Paylaş
Bodrum’da minicik bir kafenin tüm detaylarıyla seve seve ilgilenen bir çift mavi göz, bir şahane ses, bir güzel kadın, bir tatlı anne... Zeynep Casalini ile semizotu yiyip kendi yaptığı pirinç yoğurdunu tüketmek, bir yandan hayvansal gıdalar ile topraktan gelen nimetin arasındaki farkları ondan dinlemek müthiş bir zevk. Benim fonumda onun sesi, onun unutulmaz şarkısı:
Ben o duvarlara çarpa
çarpa yosun tuttum / ağlaya ağlaya nasır tuttum...
“Annem Deniz Türkali, babam Ernesto Casalini, dedem Vedat Türkali, ben Zeynep Casalini” demeden, gülen yüzü, şen kahkahası
ile müşterilere servis yapan
bir küçük dev...
◊ Annenden başlamak istiyorum... Deniz (Türkali) Hanım nasıl?- Anneciğim iyi. Kızlarla birlikte tatildeydi en son. Keyfi çok yerinde.
◊ İstanbul’da yaşıyor değil mi?
- Evet. O, İstanbul’da Leyla’yı işletiyor. Biliyorsun Leyla’yı o açmıştı. Ondan sonra ben yeme-içme işine merak sardım. Ama veganlık bambaşka bir şey. 10 senelik bir macera benim için.
◊ Vegan olma hikayeni anlatır mısın?
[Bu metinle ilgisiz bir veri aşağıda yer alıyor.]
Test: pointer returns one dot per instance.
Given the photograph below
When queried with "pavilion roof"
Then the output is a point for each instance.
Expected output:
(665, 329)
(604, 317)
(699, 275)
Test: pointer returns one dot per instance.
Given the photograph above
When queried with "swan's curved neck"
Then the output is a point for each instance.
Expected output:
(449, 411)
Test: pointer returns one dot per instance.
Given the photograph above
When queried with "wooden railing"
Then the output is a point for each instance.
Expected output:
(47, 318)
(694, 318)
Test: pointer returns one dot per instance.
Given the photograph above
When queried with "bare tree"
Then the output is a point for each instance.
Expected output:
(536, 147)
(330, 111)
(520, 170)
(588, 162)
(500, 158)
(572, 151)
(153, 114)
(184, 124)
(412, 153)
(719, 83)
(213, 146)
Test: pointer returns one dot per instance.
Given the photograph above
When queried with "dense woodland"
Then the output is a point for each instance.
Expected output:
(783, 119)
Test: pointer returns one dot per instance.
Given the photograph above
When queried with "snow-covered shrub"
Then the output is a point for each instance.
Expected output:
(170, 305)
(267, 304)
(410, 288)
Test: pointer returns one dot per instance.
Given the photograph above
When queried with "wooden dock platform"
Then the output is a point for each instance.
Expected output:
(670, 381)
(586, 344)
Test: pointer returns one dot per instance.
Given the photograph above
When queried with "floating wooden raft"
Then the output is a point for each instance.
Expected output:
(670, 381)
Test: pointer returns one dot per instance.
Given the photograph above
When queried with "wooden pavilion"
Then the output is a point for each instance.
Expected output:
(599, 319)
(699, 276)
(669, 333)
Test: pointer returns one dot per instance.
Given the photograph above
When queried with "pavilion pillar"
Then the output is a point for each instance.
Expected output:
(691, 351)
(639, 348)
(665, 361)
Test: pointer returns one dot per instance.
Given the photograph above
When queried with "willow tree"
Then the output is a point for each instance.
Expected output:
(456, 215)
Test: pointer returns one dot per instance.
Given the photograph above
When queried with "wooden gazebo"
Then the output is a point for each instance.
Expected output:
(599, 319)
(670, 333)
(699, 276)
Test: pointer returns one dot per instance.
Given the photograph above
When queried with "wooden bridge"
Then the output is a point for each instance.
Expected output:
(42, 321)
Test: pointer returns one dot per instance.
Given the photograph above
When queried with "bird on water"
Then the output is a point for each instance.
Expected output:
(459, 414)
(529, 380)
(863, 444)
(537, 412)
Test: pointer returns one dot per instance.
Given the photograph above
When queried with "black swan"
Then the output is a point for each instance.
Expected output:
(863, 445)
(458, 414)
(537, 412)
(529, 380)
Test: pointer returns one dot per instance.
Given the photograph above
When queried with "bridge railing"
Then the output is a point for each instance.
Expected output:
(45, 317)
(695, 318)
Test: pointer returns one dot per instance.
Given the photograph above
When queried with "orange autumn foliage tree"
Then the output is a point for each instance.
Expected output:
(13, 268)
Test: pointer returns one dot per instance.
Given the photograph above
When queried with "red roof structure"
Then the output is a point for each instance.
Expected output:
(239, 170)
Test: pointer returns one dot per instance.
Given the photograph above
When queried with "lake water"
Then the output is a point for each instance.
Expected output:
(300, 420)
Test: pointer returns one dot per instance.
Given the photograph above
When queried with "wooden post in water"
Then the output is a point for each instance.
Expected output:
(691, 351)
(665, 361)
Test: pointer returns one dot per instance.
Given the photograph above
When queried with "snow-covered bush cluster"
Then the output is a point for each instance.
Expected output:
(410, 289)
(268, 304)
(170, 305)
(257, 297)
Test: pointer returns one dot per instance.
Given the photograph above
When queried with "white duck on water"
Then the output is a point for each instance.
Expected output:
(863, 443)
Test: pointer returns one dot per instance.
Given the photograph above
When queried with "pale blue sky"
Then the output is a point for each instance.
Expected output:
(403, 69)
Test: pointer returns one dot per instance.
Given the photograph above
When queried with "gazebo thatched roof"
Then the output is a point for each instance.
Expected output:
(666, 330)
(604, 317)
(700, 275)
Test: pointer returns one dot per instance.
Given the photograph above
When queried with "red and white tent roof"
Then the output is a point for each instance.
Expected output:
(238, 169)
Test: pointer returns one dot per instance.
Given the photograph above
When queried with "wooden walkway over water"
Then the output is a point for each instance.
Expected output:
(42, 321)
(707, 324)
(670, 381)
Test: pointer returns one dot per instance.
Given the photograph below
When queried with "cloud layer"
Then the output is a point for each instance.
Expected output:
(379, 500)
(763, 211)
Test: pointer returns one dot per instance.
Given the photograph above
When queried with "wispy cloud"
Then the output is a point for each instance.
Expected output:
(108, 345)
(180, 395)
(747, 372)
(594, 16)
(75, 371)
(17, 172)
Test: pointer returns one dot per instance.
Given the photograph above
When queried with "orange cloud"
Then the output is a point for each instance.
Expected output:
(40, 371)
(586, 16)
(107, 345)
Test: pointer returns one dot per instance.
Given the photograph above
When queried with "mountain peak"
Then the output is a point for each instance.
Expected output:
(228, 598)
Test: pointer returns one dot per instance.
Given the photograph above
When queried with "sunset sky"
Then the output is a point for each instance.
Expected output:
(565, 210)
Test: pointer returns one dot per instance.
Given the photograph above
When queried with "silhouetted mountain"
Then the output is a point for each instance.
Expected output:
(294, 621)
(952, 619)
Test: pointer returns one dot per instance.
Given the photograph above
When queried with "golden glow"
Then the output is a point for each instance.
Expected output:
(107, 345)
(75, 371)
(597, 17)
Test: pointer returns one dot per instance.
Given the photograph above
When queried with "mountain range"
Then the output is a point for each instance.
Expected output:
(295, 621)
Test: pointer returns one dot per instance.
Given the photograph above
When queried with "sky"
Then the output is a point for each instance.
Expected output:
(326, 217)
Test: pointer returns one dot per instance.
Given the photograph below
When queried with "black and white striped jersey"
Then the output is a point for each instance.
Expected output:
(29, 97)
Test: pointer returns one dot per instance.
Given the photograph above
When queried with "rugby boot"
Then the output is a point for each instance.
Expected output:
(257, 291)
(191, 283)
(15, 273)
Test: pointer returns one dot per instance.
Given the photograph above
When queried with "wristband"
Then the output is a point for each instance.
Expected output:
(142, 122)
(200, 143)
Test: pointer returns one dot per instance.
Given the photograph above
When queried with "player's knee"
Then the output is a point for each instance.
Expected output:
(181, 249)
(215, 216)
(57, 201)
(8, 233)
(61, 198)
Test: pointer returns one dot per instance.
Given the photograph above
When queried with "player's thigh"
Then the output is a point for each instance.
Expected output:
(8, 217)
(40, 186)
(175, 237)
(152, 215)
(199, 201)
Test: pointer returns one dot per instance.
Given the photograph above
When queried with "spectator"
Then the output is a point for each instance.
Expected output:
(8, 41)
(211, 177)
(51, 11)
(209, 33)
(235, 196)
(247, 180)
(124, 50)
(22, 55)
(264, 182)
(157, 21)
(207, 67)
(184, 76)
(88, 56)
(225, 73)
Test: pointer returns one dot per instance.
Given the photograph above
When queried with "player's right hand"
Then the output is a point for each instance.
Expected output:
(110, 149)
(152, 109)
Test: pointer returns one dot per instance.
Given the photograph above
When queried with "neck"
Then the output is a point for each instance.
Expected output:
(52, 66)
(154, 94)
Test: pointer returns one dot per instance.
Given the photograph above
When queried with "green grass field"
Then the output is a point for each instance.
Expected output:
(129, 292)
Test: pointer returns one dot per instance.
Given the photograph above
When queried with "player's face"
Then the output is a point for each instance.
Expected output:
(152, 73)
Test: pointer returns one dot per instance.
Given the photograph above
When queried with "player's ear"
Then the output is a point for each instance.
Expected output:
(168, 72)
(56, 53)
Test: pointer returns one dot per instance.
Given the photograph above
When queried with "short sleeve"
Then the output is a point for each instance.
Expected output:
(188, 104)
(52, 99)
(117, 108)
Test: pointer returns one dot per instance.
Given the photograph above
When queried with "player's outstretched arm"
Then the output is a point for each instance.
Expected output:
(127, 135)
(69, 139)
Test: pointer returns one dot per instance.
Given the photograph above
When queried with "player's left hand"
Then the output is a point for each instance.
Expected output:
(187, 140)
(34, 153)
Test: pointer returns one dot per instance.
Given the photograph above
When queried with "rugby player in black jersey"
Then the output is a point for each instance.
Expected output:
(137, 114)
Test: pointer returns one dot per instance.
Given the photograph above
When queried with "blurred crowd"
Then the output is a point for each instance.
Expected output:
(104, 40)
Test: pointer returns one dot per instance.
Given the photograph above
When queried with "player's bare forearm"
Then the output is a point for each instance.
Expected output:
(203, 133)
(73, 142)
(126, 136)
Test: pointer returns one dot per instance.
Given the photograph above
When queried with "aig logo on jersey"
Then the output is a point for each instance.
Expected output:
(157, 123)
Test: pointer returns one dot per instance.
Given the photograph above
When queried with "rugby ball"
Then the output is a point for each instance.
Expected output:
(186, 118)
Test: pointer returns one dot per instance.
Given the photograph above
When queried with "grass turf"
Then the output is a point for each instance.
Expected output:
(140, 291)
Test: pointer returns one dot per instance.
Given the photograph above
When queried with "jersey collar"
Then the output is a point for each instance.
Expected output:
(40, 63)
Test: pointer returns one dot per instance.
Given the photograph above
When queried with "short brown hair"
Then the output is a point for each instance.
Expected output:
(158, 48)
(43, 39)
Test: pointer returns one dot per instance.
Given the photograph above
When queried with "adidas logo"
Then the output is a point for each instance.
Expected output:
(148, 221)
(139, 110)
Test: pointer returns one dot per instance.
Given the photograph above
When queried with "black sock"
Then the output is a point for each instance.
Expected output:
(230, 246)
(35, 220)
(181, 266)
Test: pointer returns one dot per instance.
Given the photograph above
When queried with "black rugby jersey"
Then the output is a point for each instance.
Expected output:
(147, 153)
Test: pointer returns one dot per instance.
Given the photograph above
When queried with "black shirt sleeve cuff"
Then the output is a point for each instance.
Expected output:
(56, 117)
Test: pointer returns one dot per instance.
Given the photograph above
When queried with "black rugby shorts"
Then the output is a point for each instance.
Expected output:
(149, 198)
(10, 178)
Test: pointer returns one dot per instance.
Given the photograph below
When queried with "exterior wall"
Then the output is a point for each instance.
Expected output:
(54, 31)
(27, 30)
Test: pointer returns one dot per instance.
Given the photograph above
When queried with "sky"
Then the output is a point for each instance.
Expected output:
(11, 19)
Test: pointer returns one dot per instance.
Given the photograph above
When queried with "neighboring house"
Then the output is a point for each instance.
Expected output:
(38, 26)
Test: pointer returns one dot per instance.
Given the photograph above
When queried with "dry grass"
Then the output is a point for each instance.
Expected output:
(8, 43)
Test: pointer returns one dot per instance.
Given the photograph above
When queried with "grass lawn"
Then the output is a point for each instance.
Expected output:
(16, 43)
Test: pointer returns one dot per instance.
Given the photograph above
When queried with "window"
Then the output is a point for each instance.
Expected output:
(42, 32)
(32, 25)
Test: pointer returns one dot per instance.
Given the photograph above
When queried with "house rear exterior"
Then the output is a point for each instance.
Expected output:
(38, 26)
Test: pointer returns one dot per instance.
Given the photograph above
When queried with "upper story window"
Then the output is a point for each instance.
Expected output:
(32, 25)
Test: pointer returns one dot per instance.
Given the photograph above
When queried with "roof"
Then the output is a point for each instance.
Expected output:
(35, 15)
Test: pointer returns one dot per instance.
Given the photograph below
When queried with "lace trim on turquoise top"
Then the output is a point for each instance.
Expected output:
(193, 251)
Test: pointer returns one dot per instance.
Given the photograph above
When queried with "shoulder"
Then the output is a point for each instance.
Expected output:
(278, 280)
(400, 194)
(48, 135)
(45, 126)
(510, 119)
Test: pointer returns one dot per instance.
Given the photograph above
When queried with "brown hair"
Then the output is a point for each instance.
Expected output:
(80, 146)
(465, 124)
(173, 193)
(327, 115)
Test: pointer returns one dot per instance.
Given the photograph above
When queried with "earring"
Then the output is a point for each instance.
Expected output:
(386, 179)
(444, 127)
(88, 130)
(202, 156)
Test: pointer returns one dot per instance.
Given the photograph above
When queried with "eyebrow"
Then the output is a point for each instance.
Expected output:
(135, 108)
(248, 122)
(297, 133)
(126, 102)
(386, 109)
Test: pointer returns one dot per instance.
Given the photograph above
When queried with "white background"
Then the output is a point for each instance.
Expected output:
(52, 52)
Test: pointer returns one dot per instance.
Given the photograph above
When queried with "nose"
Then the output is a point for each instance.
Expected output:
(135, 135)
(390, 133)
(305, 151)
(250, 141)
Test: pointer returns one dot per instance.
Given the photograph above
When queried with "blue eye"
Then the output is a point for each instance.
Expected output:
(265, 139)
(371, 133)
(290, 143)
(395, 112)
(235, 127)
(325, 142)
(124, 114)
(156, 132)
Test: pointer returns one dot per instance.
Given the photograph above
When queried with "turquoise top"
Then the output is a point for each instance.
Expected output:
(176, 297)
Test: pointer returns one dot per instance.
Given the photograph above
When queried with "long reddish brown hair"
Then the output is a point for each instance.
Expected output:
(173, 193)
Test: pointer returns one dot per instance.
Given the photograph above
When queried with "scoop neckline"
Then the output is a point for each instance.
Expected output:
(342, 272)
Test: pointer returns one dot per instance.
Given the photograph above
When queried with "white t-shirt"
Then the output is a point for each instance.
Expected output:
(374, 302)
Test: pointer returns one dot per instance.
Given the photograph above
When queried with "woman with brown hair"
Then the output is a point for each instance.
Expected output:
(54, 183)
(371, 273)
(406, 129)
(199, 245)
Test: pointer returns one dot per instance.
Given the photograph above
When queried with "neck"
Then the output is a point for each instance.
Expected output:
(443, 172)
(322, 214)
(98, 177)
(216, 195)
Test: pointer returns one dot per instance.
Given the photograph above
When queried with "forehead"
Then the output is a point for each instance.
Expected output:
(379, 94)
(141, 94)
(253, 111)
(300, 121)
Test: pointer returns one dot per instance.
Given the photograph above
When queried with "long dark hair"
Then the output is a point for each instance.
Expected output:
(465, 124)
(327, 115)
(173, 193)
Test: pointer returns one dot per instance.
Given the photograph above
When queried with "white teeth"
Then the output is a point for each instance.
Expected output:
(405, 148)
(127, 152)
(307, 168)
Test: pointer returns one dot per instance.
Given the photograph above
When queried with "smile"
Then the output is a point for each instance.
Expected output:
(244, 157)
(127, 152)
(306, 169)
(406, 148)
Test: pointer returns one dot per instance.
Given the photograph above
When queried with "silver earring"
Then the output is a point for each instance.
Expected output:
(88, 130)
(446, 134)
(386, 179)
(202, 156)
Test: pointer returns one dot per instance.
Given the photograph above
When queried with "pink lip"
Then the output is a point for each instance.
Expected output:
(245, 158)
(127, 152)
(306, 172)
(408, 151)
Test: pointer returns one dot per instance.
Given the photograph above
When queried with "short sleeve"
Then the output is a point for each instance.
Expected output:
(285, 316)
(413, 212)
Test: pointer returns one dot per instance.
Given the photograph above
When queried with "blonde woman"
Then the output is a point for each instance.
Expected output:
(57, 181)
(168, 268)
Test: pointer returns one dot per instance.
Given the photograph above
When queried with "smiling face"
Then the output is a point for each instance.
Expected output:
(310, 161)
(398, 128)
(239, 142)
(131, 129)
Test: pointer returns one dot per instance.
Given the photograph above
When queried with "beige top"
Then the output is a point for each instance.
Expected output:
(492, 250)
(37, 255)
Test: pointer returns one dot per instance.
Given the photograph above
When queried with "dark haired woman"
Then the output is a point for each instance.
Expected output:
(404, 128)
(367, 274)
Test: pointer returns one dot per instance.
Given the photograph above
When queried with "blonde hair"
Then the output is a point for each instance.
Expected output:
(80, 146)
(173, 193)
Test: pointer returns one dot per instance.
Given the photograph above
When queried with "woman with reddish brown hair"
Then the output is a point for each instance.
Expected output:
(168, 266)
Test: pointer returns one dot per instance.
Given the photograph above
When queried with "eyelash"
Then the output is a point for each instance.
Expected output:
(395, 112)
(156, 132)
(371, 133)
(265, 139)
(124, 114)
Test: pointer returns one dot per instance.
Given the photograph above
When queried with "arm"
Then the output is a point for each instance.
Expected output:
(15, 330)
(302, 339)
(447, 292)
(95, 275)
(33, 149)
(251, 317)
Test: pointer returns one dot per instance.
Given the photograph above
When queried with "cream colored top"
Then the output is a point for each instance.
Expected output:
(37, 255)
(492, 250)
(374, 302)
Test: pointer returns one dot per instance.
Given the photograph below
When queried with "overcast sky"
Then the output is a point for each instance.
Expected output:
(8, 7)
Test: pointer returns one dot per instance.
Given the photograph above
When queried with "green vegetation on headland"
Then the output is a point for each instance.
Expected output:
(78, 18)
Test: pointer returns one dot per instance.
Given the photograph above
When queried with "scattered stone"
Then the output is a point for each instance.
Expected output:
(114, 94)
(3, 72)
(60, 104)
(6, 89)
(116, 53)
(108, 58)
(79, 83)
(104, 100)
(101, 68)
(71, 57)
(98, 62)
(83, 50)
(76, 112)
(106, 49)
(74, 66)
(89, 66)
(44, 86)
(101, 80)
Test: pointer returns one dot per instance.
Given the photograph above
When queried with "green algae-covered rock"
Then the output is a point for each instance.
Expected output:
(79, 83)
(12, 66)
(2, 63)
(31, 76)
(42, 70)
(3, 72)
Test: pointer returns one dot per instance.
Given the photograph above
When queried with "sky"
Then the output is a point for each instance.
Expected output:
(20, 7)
Eskiden mesela pirzola ya da hamburger yiyen birisi miydin?
- Çok nadir. Hiçbir zaman et sever biri olmadım.
◊ Peki bilinçli olarak mı yoksa bilinçsizce mi?
- Bilinçliydi ama şimdiki kadar değildi. Çok iyi beslendiğimi zannediyordum. Mesela bir hayvanın sütünün iyi bir şey olduğunu düşünüyordum. Yoğurtla yaşıyordum neredeyse... Fakat sonra çok ciddi rahatsızlıklar yaşadım peş peşe. Daha doğrusu süt ürünlerinin iyi gelmediğini anladım. Benim yakın arkadaşım Silvia Egger Gündevir, homeopati ve beslenme uzmanı... Datça’da yaşıyor. Ona gittim. Mesela o dönem sürekli sesim kısıktı. Aynı zamanda sindirim sistemim de kötüydü. Korkunç problemler yaşıyordum.
◊ Silvia Hanım’la nasıl tanıştınız?
- Müzisyen bir abimin eşiydi. O dedi “Gel, Silvia sana bir baksın” diye. O gün bugündür ben Silvia ile yaşıyorum. Daphne’ye hamile olduğumu düşündüğüm zaman Silvia’ya gidiyordum. Milas’ta kan testi yaptırdım. Sonucu telefonda söylemelerini rica ettim. Söke’deyken hamile olduğumu söylediler. Eski eşim Tahsin (Berk) ile gidiyorduk. Silvia bize kapıyı açtı, bana baktı ve “Hamilesin değil mi?” dedi. Böyle bir kadın. Dokuz ay sonra Silvia’yla telefonda konuşurken suyum geldi. Silvia bana “Kapat, ben seni arayacağım birazdan” dedi. Aradı ve “Zeynep, çabuk olmayacak. Lütfen sabırlı ol” dedi.
◊ Normal doğum muydu?
- Tabii ki. 3 gün sonra geldi Daphne. 56 saatten sonra doktorum Şermin Güvençer suni sancı verdi. 11 saat sonra da doğurdum. Silvia’yla tanıştığımda hiçbir hayvan eti yemiyordum. Süt hiç kullanmıyordum zaten ama yoğurt ve peynir yiyordum. Çünkü bilmiyordum hiçbir şey.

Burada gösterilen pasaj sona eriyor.